Innovation Refunds, which takes a 25 percent cut of any refund a customer receives from the IRS, uses a network of tax attorneys to review applications and process forms. It secured financing from investment firm Raistone to expand its capacity to publish and process more amended tax returns.
“If you don’t have the knowledge, you’re not going to find it,” said Marylee Roselli, spokeswoman for Innovation Refunds. “We’re on the shot clock.”
Ms. Roselli added that Innovation Refunds has a rigorous system of vetting applications: “Our process is designed to deliver what Congress intended to do – make sure that only eligible businesses Apply and get government incentives and credits.”
Firms offering employee retention tax credit services use different models. Some don’t have certified public accountants on staff and rely on lawyers, offshore workers or software to cut the numbers. Others rely on consumers to “certify” that they are eligible for tax credits, leaving those consumers more liable in the event of an audit.
Brian Anderson, who has a background in software, co-founded ERTC Express in 2021 after realizing that traditional accountants had no time to help their clients navigate the cumbersome process of applying for credit. do not have. His business, which has offices in Atlanta and Tampa, has a team of in-house accountants and a more rigorous monthly process to determine whether a client is eligible to apply. Customers can either pay an upfront fee or a percentage of their final refund.
“Are you eligible, that’s a difficult question to answer,” Mr. Anderson said, estimating that about a third of his potential clients don’t. “If you’re not qualified, it’s a lot of work.”
The IRS recognizes that applying for tax credits is a complicated process, made more difficult by the fact that it must be done by amending previous tax returns using paper forms. The agency warns that firms that say the process can be completed quickly and easily are potentially misleading their customers.
Traditional accountants are watching with concern as applications for employee retention tax credits increase. Many have since been hired to help taxpayers who suddenly find themselves under IRS scrutiny.
“These guys are hunting people, promising the moon,” said Mark C. Wagner, an accountant based near Dallas. “If your sales don’t meet the credit criteria, you have to pay back the credit, plus interest.”
A lawyer for Mr. Bassett, who pleaded not guilty, said COS Accounting & Tax took seriously its obligations to comply with IRS requirements when applying for benefits for its clients. The lawyer, Kathryn Nestor, explained that regulations and guidance on credit were “often unclear and frequently revised.”

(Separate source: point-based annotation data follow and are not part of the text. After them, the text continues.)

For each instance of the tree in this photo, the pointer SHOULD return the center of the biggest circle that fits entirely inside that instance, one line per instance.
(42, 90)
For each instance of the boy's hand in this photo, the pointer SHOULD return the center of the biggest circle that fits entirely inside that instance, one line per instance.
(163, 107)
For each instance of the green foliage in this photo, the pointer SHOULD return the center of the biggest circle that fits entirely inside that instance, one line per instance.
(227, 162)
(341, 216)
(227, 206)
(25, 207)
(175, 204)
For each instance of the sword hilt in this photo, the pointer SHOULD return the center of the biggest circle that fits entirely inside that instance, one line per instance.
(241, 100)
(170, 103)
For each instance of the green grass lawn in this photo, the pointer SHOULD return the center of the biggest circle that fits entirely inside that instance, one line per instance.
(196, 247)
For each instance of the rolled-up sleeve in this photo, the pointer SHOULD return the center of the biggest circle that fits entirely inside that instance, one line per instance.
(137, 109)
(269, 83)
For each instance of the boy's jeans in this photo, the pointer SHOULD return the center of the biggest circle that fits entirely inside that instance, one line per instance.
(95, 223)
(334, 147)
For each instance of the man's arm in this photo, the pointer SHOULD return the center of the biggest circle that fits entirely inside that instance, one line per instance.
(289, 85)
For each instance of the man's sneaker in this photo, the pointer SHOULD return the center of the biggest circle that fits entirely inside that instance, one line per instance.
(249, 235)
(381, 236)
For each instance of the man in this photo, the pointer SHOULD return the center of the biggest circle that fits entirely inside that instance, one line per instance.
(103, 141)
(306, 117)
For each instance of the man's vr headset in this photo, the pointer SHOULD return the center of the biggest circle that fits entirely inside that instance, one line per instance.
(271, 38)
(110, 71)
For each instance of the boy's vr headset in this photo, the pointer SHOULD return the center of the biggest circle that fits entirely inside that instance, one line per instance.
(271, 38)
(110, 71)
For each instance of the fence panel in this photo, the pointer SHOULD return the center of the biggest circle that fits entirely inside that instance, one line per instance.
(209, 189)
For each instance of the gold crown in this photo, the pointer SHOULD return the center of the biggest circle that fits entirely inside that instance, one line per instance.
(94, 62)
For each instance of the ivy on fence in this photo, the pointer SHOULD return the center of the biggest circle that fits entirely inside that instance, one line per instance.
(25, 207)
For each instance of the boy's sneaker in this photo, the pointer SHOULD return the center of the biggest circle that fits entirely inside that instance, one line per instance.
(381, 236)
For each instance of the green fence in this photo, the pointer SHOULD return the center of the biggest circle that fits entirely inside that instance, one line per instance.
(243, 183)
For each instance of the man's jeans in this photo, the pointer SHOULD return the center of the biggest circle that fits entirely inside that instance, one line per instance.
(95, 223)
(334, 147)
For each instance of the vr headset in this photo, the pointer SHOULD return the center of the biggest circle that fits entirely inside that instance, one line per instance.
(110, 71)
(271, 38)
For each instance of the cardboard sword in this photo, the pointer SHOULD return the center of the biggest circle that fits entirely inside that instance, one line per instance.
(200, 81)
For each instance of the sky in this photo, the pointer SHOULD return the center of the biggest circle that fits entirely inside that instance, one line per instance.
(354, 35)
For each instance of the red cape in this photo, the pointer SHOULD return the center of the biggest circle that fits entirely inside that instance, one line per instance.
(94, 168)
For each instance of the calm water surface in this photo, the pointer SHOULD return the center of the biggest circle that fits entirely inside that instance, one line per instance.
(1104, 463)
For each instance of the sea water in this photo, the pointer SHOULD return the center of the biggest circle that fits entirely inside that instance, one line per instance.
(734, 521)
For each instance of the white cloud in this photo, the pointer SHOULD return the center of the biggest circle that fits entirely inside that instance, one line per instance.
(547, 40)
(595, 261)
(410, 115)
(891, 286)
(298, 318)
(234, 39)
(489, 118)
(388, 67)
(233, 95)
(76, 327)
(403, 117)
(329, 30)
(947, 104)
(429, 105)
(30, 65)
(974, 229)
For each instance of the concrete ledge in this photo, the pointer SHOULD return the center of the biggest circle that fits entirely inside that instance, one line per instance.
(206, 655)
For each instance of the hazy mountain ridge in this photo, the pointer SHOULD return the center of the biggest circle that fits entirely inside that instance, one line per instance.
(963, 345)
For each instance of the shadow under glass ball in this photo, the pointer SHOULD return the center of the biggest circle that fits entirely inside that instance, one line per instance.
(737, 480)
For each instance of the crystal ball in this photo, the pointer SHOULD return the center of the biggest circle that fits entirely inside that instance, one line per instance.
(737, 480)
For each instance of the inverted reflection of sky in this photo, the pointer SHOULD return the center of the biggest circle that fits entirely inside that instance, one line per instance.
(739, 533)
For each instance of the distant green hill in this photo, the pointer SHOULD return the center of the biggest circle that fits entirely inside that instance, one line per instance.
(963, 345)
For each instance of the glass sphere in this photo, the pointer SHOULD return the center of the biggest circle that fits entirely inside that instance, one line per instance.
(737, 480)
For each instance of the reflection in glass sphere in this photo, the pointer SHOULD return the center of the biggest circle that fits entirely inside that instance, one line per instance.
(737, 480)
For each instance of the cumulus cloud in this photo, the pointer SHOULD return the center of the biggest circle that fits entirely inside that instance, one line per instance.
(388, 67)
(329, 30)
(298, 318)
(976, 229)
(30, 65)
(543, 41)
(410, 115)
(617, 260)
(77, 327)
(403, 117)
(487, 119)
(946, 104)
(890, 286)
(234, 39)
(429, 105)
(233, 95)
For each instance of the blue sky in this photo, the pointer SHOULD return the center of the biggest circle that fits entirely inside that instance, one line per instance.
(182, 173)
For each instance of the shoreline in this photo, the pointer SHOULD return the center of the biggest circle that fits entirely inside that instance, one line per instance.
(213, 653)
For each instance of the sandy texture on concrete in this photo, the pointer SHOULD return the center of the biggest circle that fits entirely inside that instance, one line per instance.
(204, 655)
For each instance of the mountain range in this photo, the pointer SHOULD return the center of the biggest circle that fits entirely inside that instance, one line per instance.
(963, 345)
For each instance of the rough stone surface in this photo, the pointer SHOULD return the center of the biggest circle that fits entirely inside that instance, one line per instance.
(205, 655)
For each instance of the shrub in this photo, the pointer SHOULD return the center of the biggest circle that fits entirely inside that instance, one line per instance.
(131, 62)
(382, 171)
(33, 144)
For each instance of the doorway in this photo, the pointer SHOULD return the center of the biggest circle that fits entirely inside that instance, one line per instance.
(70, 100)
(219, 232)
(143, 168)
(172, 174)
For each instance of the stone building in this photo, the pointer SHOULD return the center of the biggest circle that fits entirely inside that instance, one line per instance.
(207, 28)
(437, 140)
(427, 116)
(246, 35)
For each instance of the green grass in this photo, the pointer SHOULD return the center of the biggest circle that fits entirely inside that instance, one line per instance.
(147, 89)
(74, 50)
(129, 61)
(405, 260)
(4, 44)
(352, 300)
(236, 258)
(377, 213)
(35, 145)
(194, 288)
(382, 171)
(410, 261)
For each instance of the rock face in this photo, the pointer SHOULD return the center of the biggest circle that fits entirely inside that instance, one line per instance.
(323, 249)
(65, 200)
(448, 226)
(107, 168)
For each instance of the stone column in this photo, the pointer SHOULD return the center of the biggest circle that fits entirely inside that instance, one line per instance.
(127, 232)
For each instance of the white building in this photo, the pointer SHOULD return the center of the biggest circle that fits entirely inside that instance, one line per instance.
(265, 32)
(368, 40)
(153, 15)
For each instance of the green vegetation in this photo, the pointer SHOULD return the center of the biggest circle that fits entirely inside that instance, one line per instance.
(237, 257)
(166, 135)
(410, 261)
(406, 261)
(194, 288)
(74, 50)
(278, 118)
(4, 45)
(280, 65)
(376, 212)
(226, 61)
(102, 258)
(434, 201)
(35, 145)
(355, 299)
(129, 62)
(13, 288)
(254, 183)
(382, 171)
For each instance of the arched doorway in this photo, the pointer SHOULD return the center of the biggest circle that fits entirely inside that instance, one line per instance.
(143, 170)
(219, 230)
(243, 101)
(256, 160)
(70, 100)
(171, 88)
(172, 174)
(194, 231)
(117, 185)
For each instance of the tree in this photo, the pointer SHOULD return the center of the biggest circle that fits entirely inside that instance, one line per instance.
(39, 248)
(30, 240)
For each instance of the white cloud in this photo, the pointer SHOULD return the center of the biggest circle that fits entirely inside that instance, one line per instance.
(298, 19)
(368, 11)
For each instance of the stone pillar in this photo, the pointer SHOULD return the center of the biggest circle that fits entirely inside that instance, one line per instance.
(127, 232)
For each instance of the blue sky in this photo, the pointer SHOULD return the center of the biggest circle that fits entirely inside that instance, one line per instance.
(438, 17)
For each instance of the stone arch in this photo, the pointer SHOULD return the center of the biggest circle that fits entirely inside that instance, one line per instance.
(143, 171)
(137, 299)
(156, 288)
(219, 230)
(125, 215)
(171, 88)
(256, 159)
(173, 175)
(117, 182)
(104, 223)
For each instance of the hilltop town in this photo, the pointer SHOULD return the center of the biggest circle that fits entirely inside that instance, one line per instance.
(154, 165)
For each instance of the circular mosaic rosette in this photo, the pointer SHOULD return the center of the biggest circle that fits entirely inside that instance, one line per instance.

This has provided little comfort to business clients seeking answers to their requests or left to contest audits.
Wanchai Chab was working for a Utah company selling pest control supplies in California in 2020. Because he had set up a limited liability company, he was advised that he could apply for employee retention tax credits through COS Accounting and Taxation. He paid $500 up front and was told he would receive a $3,500 credit.
But instead of getting a big refund, Mr Chubb, 25, received an audit notice earlier this year and had to pay extra tax.
Fortunately for Mr. Chabb, he was not penalized by the IRS because he never received the credit.
“The auditor said she understands what’s going on and that she knows of a lot of people who have been ripped off that way,” Mr. Chubb said.